Entre 2014 et 2016, les prix des matières premières ont fortement diminué : de moitié pour les hydrocarbures, d'environ un tiers pour les minerais et de 20 % pour les produits agricoles. Malgré la remontée récente des prix, cela a considérablement dégradé la balance courante des pays exportateurs, en particulier ceux ayant une économie peu diversifiée.
Les pays exportateurs se sont ajustés différemment en fonction de l'ampleur du choc qu'ils ont subi, des marges de manœuvre de politique économique dont ils disposaient et de leur régime de change (fixe ou flottant). Certains pays ont notamment été amenés à assouplir leur régime de change, comme par exemple la Russie ou l'Egypte.

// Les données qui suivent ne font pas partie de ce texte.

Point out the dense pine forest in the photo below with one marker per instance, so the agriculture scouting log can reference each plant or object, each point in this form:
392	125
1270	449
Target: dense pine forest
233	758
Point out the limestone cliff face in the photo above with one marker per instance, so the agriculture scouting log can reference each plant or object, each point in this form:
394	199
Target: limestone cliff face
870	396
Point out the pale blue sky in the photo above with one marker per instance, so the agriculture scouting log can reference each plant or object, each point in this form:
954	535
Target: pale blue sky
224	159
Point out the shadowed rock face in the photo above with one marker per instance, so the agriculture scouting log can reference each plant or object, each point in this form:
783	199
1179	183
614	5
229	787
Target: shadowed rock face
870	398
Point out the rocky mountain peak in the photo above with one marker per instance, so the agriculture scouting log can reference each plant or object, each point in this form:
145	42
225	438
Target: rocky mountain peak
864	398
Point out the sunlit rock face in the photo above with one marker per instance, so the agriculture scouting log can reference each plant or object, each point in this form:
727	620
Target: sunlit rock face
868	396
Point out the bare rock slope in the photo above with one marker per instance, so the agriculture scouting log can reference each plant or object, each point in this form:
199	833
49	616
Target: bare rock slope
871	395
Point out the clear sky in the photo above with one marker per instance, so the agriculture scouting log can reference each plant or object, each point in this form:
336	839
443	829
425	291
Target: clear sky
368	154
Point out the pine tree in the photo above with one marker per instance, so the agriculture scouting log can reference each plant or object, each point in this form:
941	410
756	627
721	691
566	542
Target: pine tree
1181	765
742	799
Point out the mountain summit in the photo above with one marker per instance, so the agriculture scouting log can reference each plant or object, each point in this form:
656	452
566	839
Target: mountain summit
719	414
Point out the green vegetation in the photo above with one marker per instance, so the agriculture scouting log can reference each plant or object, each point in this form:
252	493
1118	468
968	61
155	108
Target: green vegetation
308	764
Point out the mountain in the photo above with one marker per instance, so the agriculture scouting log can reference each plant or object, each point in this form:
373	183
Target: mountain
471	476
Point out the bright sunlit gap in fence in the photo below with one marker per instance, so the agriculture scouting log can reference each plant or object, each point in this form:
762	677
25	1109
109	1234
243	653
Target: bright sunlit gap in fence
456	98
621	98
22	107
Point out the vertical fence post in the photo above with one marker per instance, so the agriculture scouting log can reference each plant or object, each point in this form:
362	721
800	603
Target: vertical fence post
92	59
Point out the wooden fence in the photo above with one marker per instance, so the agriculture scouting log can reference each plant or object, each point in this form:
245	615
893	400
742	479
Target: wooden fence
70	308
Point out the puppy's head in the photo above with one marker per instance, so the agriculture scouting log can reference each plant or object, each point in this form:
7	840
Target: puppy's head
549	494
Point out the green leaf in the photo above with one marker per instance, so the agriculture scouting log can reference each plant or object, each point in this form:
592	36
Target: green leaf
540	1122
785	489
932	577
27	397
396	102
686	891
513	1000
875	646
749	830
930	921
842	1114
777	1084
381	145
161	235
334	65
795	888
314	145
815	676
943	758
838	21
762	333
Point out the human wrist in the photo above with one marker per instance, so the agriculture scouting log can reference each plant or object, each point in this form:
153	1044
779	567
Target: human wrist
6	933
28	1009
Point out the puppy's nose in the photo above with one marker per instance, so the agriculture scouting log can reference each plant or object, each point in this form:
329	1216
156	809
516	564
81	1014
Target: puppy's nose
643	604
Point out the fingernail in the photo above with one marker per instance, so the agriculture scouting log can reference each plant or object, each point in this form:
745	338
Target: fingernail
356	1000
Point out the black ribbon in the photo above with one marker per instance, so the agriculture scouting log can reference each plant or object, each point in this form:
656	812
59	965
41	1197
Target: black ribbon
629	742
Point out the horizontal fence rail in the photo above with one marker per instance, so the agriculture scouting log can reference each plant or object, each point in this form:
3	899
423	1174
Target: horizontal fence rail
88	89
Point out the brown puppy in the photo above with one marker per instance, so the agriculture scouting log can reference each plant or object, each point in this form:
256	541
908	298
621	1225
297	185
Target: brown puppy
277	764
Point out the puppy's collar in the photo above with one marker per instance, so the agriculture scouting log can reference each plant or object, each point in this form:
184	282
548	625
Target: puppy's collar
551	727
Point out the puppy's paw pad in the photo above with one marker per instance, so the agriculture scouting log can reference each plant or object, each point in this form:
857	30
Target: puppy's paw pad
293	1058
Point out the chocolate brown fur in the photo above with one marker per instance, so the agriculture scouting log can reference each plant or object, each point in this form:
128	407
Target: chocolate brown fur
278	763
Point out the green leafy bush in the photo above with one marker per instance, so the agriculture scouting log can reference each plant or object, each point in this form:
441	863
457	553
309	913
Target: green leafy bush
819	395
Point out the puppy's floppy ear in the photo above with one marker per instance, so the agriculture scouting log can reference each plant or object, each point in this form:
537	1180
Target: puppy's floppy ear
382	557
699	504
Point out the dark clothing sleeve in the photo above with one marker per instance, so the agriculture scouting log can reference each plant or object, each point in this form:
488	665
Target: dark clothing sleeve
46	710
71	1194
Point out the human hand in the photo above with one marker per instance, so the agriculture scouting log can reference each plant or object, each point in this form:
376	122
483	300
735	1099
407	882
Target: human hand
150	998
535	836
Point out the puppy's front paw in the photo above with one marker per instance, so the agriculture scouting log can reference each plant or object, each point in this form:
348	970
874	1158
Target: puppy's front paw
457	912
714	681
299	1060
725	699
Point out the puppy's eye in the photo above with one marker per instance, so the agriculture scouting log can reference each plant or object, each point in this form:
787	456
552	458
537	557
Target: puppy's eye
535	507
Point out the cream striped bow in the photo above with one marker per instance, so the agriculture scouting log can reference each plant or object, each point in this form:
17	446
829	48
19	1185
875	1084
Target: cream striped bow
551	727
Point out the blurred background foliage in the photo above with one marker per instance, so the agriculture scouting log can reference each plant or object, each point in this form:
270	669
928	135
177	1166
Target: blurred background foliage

La théorie économique et l'expérience de ces dernières années suggèrent que le régime de change le plus approprié dépend des caractéristiques de chaque économie. Pour des pays ayant une économie relativement diversifiée, un régime de change flottant constitue généralement un atout car une dépréciation du taux de change améliore la compétitivité des secteurs exportateurs hors matières premières, ce qui soutient l'activité et le solde courant à moyen terme.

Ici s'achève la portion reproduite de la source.